Doc is part of a team investigating Cobra activity in the Gulf of Mexico. During a battle, Doc manually aims a ship's gun while Tripwire fixes and fires it. In issue #40, Doc convinces the military authorities to avoid using nuclear weaponry on another Cobra operation in the Gulf of Mexico. Doc persuades them to use enough conventional bombs to simulate a nuclear explosion without the dangerous radiation. This was planned for by Cobra, who uses the after-effects to raise what would later be Cobra Island. Doc is then part of an aborted raid on the newly formed island.

Later, Doc would join in the hunt for and be impersonated by Zartan, an illusion caster who had ended up deep inside the HQ. He is seen in issue #77, helping to take care of the wounded that resulted from the Cobra civil war.
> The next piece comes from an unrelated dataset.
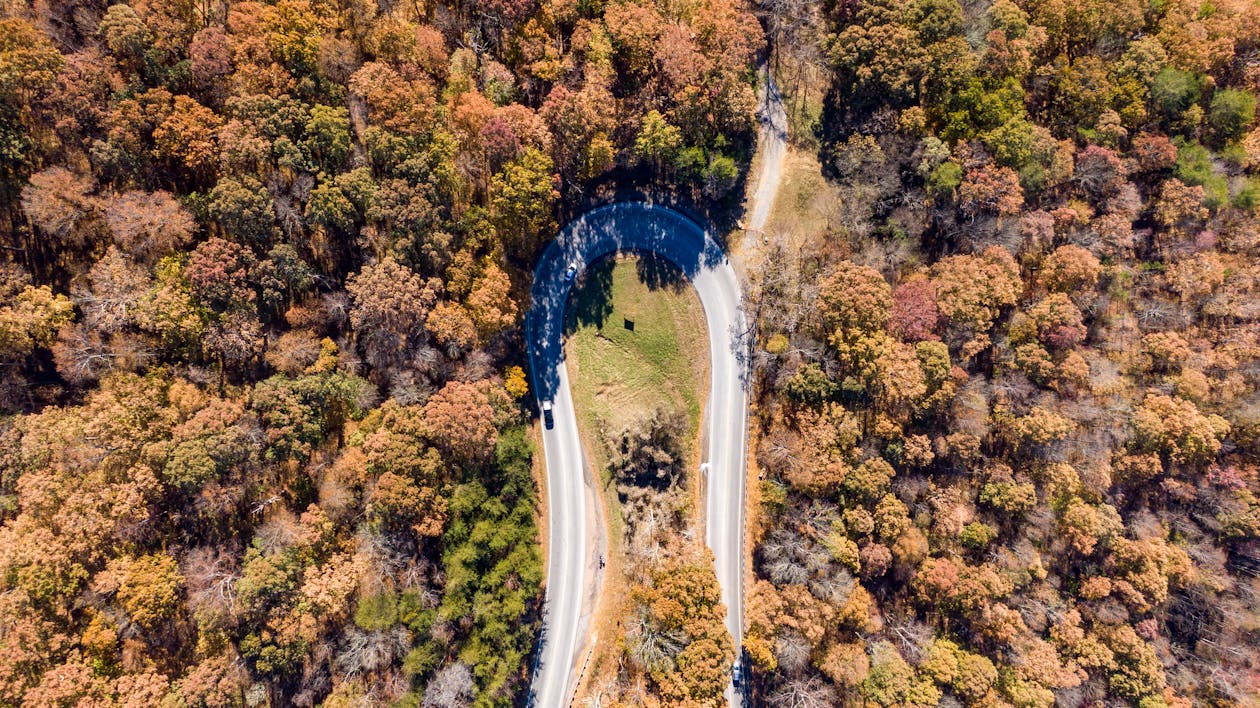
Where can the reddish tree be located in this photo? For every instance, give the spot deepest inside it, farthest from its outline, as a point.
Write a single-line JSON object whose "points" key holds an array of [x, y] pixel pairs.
{"points": [[459, 420], [914, 315]]}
Doc himself would die in issue #109. He is captured by the Crimson Twins, along with several other Joes, after a mission in Trucial Abysmia. When the Crimson Twins botch an instruction from Cobra Commander and order the prisoners' execution, a S.A.W. Viper steps up to the task. Doc is the first to be slain, followed by several others. The survivors wound the Viper and escape.

===Animated series===
====Sunbow====
He first appeared in the "A Real American Hero" mini-series, voiced by Buster Jones.

====G.I. Joe: The Movie====
Doc also appeared briefly in the 1987 animated film G.I. Joe: The Movie, in which he treats a severely injured Duke. Near the end of the movie, his voice can be heard informing the Joe team that Duke had come out of his coma.

====Resolute====
Doc appears in G.I. Joe: Resolute as the medical officer on the USS Flagg. During the autopsy of Bazooka, Doc discovers a message for Snake Eyes hidden inside Bazooka's mouth.

====Renegades====
Doc appears in the G.I. Joe: Renegades episode "Rage" voiced by Phil LaMarr. He is shown as a civilian doctor who is watching over the war veterans who fell victim to the experiments conducted by Destro and Scrap-Iron. Doc later helps G.I. Joe get away when Flint arrives.

==Carla P. Greer==

===Fictional character biography===
Carla P. Greer is the niece of the original Doc. She acquired her medical degree from Wayne State University, and took residence at a hospital in Detroit. After enlistment, she graduated top of her class from the Army Medical Department Officer Advanced Course, leading her to join G.I. Joe. Like her uncle, she is a pacifist, but carries a special tranquilizer gun used to help sedate patients or incapacitate enemies.

===A Real American Hero Toy history===
In the 33/4 inch toy line, Carla has had 1 figure made. She first appeared in 2007 as part of the "Tanks for the Memories" convention exclusive pack. The mold for her body is actually the same mold used to create the 1985 Lady Jaye figure.

===America’s Elite - Devils Due===
Carla Greer is listed in #28 as being deployed to Walter Reed Medical Center. Carla makes a one panel appearance in the final issue of America's Elite. She is part of the medical team tending to wounded after the events of World War III.

===Alternate Realities/Continuities===
A female Doc, based on the original male character, made her first appearance once before she existed in the main continuity.

====G.I. Joe: Reloaded====
A Carla W. Greer first appeared in the 2004 issue of G.I. Joe: Reborn, the second one-shot that set up the 14 issue comic book series G.I. Joe: Reloaded published by Devil's Due. This series was a new take on the formation of the G.I. Joe team. Carla was one of the characters with the most change to their history.

In this reality, Carla is the first person to use the code-name Doc. It is never revealed if she has an uncle named Carl that served as a Medical doctor as an inspiration to her. She is first seen in the US Army Medical Research Institute of Infectious Diseases treating Scarlett. She is recruited to the Joe team after helping the Joes confront a seeming terrorist attack.

====G.I.Joe 2016====
In the first issue of this alternate universe series, Carla is seen working with her uncle on a device to detect shapeshifting aliens called Dire Wraiths.

==Live-action film==
Doc will be appearing in G.I. Joe: Ever Vigilant.